Wednesday 22 May 2013

You're Procurement, get me out of here

If only procurement professionals had the escapology skills of Harry Houdini. Day by day I see bad contracts entered into and hear the mantra "you're commercial, get me out of here".

Why does it all go so wrong with people entering into contracts they no longer can/want to live with.

To me, it starts to go wrong when procurement people are not engaged early enough in the market dialogue. Technical specialists are problem focussed and want to speak to techies who can talk their language and give them what they want.

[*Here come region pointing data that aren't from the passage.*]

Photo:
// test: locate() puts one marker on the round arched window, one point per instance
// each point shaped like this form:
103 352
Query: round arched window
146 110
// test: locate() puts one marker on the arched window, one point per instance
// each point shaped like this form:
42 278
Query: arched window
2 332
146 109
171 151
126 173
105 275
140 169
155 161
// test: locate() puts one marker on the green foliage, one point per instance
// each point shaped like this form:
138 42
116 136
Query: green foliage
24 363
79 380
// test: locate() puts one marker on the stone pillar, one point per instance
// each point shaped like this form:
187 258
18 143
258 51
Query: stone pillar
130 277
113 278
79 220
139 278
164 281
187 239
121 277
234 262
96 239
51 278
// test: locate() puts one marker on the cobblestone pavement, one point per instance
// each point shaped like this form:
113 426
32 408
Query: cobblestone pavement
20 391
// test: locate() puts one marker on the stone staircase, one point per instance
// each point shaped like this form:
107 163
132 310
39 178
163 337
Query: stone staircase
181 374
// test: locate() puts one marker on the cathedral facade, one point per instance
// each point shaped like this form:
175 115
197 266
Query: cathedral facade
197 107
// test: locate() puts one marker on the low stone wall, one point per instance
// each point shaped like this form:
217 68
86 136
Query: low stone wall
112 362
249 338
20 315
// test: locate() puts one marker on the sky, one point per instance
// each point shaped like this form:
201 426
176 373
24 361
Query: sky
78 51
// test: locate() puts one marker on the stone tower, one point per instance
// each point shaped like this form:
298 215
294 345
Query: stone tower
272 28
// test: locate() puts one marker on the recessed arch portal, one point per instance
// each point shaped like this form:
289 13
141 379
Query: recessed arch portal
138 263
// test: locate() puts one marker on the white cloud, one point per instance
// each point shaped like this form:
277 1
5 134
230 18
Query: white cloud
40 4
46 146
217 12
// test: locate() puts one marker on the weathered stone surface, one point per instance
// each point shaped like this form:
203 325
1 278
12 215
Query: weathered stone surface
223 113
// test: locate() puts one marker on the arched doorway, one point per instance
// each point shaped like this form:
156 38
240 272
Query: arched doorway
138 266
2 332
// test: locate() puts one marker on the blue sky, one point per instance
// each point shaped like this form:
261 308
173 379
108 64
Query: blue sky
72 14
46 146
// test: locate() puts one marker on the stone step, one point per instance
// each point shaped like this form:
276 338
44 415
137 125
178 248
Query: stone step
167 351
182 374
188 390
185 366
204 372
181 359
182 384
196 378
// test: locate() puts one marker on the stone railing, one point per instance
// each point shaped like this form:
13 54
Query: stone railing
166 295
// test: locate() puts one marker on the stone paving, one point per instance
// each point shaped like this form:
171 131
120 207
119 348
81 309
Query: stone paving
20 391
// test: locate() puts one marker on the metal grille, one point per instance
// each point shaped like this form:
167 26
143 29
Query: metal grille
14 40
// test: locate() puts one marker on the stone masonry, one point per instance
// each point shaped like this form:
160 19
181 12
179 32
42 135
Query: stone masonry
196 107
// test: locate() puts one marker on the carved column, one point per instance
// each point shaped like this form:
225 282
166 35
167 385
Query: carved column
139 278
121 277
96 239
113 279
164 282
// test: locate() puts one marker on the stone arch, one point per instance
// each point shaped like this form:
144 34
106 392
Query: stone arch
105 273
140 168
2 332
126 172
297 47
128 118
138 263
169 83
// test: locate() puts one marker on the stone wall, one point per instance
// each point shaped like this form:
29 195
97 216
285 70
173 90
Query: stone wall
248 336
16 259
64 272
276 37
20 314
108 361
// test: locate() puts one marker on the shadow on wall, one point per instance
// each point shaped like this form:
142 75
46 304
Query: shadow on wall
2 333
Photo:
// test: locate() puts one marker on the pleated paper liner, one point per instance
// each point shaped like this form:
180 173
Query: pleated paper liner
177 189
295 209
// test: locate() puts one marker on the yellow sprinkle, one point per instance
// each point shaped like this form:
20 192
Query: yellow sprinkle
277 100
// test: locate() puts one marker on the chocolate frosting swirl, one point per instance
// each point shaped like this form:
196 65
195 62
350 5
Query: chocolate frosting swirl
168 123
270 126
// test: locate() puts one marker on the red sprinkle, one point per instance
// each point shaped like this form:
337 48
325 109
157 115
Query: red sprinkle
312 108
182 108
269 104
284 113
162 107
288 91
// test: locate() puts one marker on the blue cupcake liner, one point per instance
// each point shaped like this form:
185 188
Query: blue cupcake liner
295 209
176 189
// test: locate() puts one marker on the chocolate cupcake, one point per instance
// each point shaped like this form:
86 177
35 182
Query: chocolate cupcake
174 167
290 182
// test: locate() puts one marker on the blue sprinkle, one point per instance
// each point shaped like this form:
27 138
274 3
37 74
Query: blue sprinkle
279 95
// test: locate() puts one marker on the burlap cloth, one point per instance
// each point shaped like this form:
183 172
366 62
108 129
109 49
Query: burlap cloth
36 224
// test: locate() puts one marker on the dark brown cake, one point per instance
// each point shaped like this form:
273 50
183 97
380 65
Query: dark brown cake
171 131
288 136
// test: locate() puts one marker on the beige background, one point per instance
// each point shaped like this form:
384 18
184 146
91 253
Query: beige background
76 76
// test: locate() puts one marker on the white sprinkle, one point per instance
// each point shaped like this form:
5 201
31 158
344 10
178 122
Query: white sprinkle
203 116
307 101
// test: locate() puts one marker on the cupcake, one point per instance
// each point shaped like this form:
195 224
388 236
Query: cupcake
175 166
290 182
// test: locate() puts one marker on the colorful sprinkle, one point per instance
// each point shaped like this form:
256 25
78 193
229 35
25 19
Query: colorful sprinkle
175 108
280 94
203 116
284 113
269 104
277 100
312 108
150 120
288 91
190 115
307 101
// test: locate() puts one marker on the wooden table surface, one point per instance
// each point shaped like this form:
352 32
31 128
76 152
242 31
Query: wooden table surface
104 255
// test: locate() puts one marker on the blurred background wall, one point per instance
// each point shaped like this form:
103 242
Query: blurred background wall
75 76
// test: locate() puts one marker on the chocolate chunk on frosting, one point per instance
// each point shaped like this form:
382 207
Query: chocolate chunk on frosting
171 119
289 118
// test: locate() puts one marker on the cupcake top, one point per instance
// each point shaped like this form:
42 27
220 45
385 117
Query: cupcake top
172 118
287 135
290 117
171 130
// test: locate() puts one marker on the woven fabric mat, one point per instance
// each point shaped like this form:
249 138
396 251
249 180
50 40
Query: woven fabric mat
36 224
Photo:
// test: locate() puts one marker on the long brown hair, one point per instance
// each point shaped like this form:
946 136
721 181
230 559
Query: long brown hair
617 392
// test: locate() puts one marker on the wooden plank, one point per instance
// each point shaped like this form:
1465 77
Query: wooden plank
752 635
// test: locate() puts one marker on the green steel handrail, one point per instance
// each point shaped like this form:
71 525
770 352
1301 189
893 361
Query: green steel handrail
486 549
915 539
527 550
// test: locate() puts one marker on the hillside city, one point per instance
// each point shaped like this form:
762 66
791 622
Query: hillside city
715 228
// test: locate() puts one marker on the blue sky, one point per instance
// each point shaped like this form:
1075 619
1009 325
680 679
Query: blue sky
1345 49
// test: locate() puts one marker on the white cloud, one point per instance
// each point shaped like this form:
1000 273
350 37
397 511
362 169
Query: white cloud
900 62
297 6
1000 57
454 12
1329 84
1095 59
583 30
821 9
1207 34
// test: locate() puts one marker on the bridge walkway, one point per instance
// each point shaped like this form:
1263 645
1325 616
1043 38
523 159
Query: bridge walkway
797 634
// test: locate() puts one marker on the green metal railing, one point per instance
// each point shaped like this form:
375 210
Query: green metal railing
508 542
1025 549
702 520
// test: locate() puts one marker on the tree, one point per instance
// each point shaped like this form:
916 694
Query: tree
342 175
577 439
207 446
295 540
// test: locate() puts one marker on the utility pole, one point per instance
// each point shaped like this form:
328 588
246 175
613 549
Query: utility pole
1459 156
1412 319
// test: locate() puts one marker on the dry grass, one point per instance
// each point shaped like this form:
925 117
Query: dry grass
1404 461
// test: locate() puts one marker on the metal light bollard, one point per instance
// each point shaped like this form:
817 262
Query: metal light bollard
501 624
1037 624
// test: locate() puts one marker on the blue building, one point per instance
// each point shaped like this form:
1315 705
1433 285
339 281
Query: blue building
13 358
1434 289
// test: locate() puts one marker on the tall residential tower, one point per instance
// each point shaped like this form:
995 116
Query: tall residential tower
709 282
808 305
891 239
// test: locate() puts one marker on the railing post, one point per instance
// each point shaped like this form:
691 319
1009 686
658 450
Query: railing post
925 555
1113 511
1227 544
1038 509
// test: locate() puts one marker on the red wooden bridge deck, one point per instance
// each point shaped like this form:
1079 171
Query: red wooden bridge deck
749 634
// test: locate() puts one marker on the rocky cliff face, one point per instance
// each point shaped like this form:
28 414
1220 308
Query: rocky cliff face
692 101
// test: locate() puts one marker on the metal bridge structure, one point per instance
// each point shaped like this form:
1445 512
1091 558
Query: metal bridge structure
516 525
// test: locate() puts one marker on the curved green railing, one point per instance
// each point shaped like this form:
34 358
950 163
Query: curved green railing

Naivety and gullibility play a part. Firms which exist to make a profit and sellers incentivised to make a sale find it easy to smile, say yes, and shape the dialogue to reflect their unique selling proposition. The movement of negotiating power from the buyer to the seller is palpable.

Failure to consider alternative options doesn't help - but why on earth would a techie want to consider alternative options, there's is to get a problem solved. Not taking a wider perspective and seeing the transference of costs to elsewhere within the same system blinkers the cost/benefit analysis.

Pride and face saving make it hard to back track and say, "sorry, that's not a good deal for us".

A sense of urgency doesn't help. The requirement is urgent, so there is reduced time to take corrective action.

All this seem familiar? It certainly appears to be demonstrated through the negotiation of GP contracts in 2004, and the recognition that costs have only been transferred to A&E. It also looks as if we're going the same way with Clinical Commissioning Groups - yes, we think the GP contracts were wrong yet are we making the same mistakes? It also looks as if some high level 'staff exit' packages aren't immune.

Yes, maybe we should ask a procurement person to get us out of here - more often than not that cry is heard too late when what should have been heard, right at the start, was, "I'm going into the jungle, can a procurement person get in here with me, now?"